Multimodal context for assistants

This feature is in public preview.

Pinecone assistants support multimodal context, allowing them to understand and respond to questions about images embedded in PDF documents. This enables use cases like:

Analyzing charts, graphs, and diagrams in financial reports
Understanding infographics and visual data in research papers
Interpreting visual layouts in technical documentation

When working with multimodal PDFs, assistants attempt to filter out purely decorative images (such as example logos, background graphics, generic stock photos), so they can focus on images that contain meaningful information. Additionally, assistants use Optical Character Recognition (OCR) to extract text from images. This allows them to read and analyze scanned PDFs (PDFs that contain images of text, but no actual embedded text).

How it works

When you enable multimodal context for a PDF:

Pinecone extracts text and images (raster or vector) from the file and analyzes their contents. For each image, the assistant generates a descriptive caption and set of keywords. Additionally, when it makes sense, the assistant captures data points found in the image (for example, values from a table or chart).
During chat or context queries, the assistant searches for relevant text and image context it captured when analyzing the PDF. Image context can include the original image data (base64-encoded).
The assistant passes this context to the LLM, which uses it to generate responses.

For an overview of how Pinecone Assistant works, see Pinecone Assistant architecture.

Try it out

The following steps demonstrate how to create an assistant, provide it with a PDF that contains images, and then query that assistant using chat and context APIs.

All versions of Pinecone’s Assistant API allow you to upload multimodal PDFs.

1. Create an assistant

First, if you don’t have one, create an assistant:

from pprint import pprint
from pinecone import Pinecone

pc = Pinecone("YOUR_API_KEY") 
assistant = pc.assistant.create_assistant(
    assistant_name="example-assistant-multimodal", 
    instructions="You are a helpful assistant that can understand both text and images in documents.",
    region="us",
    timeout=30
)

print(f"Type: {type(assistant).__name__}")
pprint(assistant)

Response:

Type: AssistantModel
{'created_at': '2025-08-28T23:35:26.917953498Z',
  'host': 'https://prod-1-data.ke.pinecone.io',
  'instructions': 'You are a helpful assistant that can understand both text '
                  'and images in documents.',
  'metadata': {},
  'name': 'example-assistant-multimodal',
  'status': 'Ready',
  'updated_at': '2025-08-28T23:35:28.507639215Z'}

You don’t need to create a new assistant to use multimodal context. Existing assistants can enable multimodal context for newly uploaded PDFs, as described in the next section.

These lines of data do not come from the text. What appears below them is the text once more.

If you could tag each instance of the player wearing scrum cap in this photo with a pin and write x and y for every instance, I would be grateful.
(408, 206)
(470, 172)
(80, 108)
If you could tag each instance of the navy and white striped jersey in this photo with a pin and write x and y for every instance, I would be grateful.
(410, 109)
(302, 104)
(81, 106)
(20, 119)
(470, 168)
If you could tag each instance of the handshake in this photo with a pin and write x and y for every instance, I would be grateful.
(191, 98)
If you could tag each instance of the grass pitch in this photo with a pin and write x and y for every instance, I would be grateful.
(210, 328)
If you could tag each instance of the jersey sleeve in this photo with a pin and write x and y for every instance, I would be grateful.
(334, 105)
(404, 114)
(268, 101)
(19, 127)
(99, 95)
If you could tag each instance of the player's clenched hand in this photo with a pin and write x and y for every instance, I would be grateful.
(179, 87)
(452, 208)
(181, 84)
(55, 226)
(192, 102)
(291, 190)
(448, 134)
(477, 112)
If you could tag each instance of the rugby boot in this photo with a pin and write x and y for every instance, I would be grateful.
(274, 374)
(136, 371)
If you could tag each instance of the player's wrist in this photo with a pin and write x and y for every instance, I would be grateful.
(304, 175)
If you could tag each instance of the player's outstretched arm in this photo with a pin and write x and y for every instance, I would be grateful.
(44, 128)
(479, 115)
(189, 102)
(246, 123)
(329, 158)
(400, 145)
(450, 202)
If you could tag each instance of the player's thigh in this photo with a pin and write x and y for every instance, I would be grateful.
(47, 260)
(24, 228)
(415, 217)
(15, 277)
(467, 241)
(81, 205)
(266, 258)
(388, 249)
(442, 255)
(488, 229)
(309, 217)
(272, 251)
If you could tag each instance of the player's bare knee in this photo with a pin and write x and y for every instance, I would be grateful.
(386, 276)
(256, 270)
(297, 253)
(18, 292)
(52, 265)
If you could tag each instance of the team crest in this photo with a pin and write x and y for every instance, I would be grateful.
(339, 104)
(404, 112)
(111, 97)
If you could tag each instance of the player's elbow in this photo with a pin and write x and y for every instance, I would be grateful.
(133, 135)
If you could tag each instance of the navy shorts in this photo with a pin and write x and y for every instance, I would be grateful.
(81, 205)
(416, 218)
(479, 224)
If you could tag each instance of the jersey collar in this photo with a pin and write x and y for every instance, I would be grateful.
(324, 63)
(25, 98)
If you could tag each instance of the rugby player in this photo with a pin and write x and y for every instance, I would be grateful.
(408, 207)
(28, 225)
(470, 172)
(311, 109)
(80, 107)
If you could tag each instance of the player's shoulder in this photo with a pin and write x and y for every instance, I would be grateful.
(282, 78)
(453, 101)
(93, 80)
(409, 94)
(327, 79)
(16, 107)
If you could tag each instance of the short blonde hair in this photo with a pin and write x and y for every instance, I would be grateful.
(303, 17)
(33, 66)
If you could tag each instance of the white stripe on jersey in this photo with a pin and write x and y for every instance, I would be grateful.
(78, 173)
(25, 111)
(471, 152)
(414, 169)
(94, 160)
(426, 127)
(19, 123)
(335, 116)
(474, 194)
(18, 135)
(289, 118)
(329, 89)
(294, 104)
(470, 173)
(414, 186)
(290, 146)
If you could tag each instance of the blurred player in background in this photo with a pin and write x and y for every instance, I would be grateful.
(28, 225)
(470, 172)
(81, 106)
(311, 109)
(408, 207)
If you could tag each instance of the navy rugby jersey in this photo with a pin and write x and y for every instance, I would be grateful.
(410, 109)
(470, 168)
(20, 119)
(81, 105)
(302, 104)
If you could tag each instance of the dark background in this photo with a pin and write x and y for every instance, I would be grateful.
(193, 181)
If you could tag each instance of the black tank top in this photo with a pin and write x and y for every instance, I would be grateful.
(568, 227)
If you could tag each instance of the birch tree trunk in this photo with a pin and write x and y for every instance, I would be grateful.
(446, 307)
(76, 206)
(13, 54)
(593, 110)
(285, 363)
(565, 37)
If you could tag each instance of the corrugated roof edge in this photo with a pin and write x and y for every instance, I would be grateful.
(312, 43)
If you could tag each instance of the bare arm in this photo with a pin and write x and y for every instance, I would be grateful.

2. Upload a multimodal PDF

To enable multimodal context for a PDF, when uploading the file, set the multimodal URL parameter to true (defaults to false).

from pprint import pprint
from pinecone import Pinecone

pc = Pinecone("YOUR_API_KEY") 
assistant = pc.assistant.Assistant(assistant_name="example-assistant-multimodal")

# timeout=None allows the SDK to wait for file processing to complete before returning.
# This parameter is only available in the SDK, not in direct API calls.
file_model = assistant.upload_file(
    file_path="./document.pdf",
    multimodal=True,
    timeout=None
)

pprint(file_model)

Response:

# Formatted for readability
FileModel(
  name='document.pdf', 
  id='9c322597-58d6-4ebc-84b5-a398b620da01', 
  metadata=None, 
  created_on='2025-08-28T23:41:41.982805815Z', 
  updated_on='2025-08-28T23:42:09.562949544Z', 
  status='Available', 
  percent_done=1.0, 
  signed_url=None, 
  error_message=None, 
  size=1236044.0, 
  multimodal=True
)

The multimodal parameter is only available for PDF files.
To check the status of a file, use the describe a file upload endpoint.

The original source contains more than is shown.